Republican lawmakers have once again blocked a vote on whether Arizona should ratify the federal Equal Rights Amendment.
But they did it in a way that allowed GOP lawmakers to avoid actually having to take a position on the measure.
The fight is over HCR 2030. As crafted, it would put Arizona on record in support of the measure, proposed by Congress in 1972, to add language to the U.S. Constitution to say, “equality of rights under the law shall not be denied or abridged by the United States or any state on account of sex.”
It takes 38 states to ratify.
While it has reached that goal, some states have since rescinded their approval, with no court ruling on the validity of that action. And there is a question about whether a 1982 deadline for states to act is enforceable.
HCR 2030 would remove Arizona from the list of 12 states that have not supported ratification.
House Speaker Ben Toma, R-Peoria, assigned the measure to the House Judiciary Committee.
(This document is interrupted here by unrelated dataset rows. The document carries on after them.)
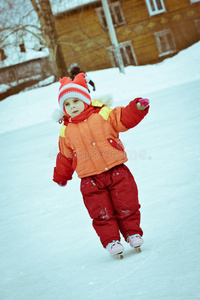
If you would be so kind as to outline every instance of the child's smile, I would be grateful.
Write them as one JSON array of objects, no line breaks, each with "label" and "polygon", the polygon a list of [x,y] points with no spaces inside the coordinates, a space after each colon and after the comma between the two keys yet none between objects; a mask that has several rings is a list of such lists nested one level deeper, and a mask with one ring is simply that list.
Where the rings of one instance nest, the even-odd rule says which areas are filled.
[{"label": "child's smile", "polygon": [[66,113],[71,117],[76,117],[84,111],[84,103],[78,98],[68,98],[64,102]]}]

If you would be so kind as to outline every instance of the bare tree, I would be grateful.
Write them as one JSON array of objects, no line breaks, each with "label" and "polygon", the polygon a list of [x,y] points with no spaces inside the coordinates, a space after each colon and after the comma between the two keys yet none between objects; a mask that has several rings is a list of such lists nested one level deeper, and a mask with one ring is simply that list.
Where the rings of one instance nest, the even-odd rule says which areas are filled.
[{"label": "bare tree", "polygon": [[64,61],[62,48],[58,42],[55,20],[49,0],[30,0],[35,12],[37,13],[43,38],[49,49],[49,59],[54,68],[56,79],[59,76],[66,76],[67,67]]},{"label": "bare tree", "polygon": [[17,46],[27,34],[35,37],[42,47],[48,47],[55,80],[66,76],[67,67],[49,0],[6,0],[0,5],[0,48],[15,43]]}]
But Rep. Quang Nguyen, the Prescott Valley Republican who chairs the panel, refused to give it a hearing.
Nguyen did not immediately respond to a request for comment about his decision.
So on Wednesday, Rep. Patty Contreras, D-Phoenix, made a motion to bring it directly to the floor, regardless of the lack of committee review.
It never got that far.
House Majority Leader Leo Biasiucci, R-Lake Havasu City, used a procedural move to substitute another motion, this one to instead go directly to floor debate on other issues.
That made a vote for his motion not, strictly speaking, against the Equal Rights Amendment but instead one to go back to the regular order of business. And that, as in similar GOP motions going back more than a decade, sidestepped any need for lawmakers to actually go on record against the ERA.
Contreras, in arguing to allow a vote on the ERA, called the measure necessary.
“Women for too long have been treated as second-class citizens,” she said.
“As women, we face a gender pay gap,” Contreras said, saying that women earn only 77 cents against every dollar earned by white males. And she said the issues go beyond that, including sexual harassment in the workplace and pregnancy discrimination.
Contreras also said this hasn’t always been the partisan issue it has become. She also said noted that Sandra Day O’Connor, a state senator in the 1970s, supported the idea.
But O’Connor’s backing is less than clear.
When constituents wrote her in 1974 to support the measure she sent out a form letter.
“The Equal Rights Amendment recognizes the fundamental dignity and individuality of each human being and rests on the basic principle that sex should not be a factor in determining the legal rights of men or women,” she wrote. “On the other hand, many sincere and genuine questions have been raised about the interpretation of the broad general language of the amendment.”
So O’Connor’s official position was she would support a measure to send ratification to the ballot for an “advisory vote” that would not be binding on the legislature. That never happened.
On Wednesday, House Majority Whip Teresa Martinez, R-Casa Grande, said she sees no need for a constitutional amendment.
“I believe that a woman should be looked at as a person, not a gender,” she said.
“As a woman, I appreciate giving birth, I appreciate being a mother, I appreciate my pro-life choices,” Martinez said. Foes of the measure have said in the past that they see the amendment as a back-door method of putting a right to abortion in the U.S. Constitution.
But Martinez said that, in her capacity as majority whip, her colleagues see her as a person.
“They look at me as equal to them,” she said.
“When the Republican Party looks at me, they don’t see a brown, poor woman,” Martinez said. “They see a mighty warrior for a conservative Republican cause.”